Used to promote gender and social equity in water resource management, WUMPs are locally prepared plans with five-year outlook strategy to insure equitable water management, especially for women and the poor. Since 2014, ICIMOD’s Koshi Basin Programme (KBP) and HELVETAS Swiss Intercooperation have been conducting action research to develop the WUMP concept in the Koshi basin at the VDC level in Sindhuli, Sindhupalchowk and Saptari districts.

The initiative, supported by Australian Government’s Department of Foreign Affairs and Trade (DFAT) through its Sustainable Development Investment Portfolio (SDIP), has helped to develop local capacity to create and execute water use plans to benefit over 12,000 households of 12 VDC in all three districts. The VDC representatives work side by side with the communities to develop and support WUMP activities.

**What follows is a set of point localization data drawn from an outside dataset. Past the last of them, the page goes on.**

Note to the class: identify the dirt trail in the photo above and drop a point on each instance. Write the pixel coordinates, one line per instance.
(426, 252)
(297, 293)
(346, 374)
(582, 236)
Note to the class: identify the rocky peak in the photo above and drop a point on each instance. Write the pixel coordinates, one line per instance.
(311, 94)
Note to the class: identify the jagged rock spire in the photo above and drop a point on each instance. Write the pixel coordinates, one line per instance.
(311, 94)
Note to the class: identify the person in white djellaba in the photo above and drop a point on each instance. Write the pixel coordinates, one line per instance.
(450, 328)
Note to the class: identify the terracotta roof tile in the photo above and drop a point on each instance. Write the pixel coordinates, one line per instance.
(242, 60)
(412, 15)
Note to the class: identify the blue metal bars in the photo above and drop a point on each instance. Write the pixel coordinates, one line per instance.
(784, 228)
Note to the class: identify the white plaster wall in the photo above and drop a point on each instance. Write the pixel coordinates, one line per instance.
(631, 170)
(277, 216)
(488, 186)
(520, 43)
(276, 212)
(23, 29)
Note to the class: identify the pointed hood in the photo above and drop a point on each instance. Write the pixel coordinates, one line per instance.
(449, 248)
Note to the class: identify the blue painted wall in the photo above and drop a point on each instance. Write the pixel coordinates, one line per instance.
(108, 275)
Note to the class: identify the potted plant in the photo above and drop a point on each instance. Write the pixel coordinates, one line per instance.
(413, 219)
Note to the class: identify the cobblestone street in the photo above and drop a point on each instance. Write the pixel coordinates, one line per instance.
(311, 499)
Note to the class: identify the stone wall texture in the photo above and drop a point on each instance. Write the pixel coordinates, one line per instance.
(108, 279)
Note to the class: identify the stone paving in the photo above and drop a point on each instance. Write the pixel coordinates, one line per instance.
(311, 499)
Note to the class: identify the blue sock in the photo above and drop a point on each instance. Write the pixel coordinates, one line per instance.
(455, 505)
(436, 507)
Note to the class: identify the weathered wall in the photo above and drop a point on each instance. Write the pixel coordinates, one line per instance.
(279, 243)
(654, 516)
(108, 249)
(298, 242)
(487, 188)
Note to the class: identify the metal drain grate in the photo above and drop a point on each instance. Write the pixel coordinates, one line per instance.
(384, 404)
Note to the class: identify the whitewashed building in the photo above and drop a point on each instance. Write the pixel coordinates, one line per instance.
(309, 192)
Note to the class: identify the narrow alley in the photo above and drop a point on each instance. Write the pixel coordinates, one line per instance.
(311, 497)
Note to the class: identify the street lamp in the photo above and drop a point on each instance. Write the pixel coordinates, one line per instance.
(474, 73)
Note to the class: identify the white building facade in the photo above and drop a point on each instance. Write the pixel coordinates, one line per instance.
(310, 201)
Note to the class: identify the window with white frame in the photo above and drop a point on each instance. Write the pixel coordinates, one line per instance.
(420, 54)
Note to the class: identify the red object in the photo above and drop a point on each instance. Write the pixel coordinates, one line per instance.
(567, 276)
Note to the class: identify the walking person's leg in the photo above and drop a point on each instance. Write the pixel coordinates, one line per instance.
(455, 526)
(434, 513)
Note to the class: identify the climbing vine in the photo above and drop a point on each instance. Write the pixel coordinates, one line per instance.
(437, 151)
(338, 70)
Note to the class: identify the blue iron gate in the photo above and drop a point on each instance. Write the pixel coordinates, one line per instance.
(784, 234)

The recent financial commitments in Sindhuli were made during the ‘WUMP-VDC Planning’ workshops, held from 7-11 November, and organised by KBP and HELVETAS in partnership with local organisations. The workshops provided a forum for the communities and VDC members to interact with researchers to provide feedback for the WUMP report draft.

The report is key for advancing their plans, and the communities will be the ones who strategise, propose schemes and programmes, and ultimately, implement the plans. The financial commitments signify that the WUMP initiatives are gaining momentum in places like Sindhuli.

Impact of the workshops

Over 160 community members, local NGOs and officials from the VDCs attended the WUMP workshop where women and people from socially disadvantaged backgrounds formed a core part of the meeting. The participants actively interacted by thoroughly discussing the research reports and cross-check facts provided by the researchers. Every community member had an opportunity to provide input to ensure the report was accurate and practical to their local realities.

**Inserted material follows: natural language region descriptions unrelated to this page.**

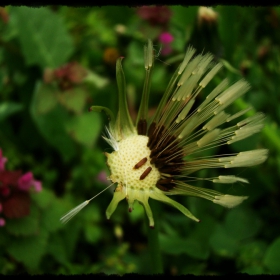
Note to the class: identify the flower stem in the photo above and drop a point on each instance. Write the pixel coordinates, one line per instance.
(153, 242)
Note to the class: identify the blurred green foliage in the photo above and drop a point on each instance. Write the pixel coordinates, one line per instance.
(45, 127)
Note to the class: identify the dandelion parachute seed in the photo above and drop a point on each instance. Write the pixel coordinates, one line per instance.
(154, 158)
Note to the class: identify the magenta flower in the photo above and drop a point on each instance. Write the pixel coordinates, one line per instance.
(14, 192)
(155, 15)
(2, 161)
(26, 181)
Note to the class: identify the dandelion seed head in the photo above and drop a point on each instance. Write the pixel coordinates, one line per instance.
(122, 162)
(155, 158)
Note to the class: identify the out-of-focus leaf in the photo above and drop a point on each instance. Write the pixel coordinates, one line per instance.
(43, 199)
(73, 99)
(28, 225)
(29, 250)
(92, 233)
(45, 99)
(242, 223)
(96, 80)
(272, 257)
(51, 216)
(251, 253)
(222, 243)
(85, 128)
(228, 28)
(43, 36)
(57, 248)
(183, 16)
(9, 108)
(253, 270)
(190, 246)
(52, 127)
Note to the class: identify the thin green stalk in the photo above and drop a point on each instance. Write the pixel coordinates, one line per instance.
(153, 242)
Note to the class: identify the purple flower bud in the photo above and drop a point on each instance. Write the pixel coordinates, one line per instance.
(2, 161)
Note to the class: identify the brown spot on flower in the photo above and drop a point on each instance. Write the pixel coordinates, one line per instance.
(140, 163)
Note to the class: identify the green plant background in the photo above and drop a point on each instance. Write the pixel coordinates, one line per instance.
(60, 141)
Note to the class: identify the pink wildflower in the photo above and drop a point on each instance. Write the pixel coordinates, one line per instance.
(166, 39)
(2, 161)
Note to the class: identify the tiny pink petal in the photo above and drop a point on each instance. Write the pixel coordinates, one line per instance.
(37, 185)
(5, 191)
(2, 222)
(25, 181)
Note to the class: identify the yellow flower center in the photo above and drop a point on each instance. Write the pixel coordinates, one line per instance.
(130, 164)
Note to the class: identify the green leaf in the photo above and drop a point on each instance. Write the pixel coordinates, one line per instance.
(251, 253)
(9, 108)
(183, 17)
(242, 223)
(85, 128)
(222, 243)
(57, 248)
(28, 225)
(73, 99)
(29, 250)
(93, 233)
(45, 98)
(42, 35)
(272, 257)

The researchers also used the workshop to learn the local perceptions and challenges facing more equitable water distribution. Participants indicated they are highly eager to learn what is determined by the new report and expressed hope that ICIMOD and HELVETAS will continue support of WUMP programmes in the district.

Scaling out

WUMPs used to focus on water planning at the VDC level, but now use a river basin approach, accounting for upstream and downstream users. For example, in the case of Sindhuli district, the local WUMPs will be include the Adherikhola catchment further upstream to ensure that upstream and downstream communities work together.

The upstream-downstream linkages are not just about water-sharing but also about collaborating on managing resources, which means that downstream communities can help provide incentives through Payment for Ecosystem Services (PES). Such collaboration can be achieved through the WUMP initiative. Each VDC has realized the need for establishing a watershed-level platform to discuss water issues.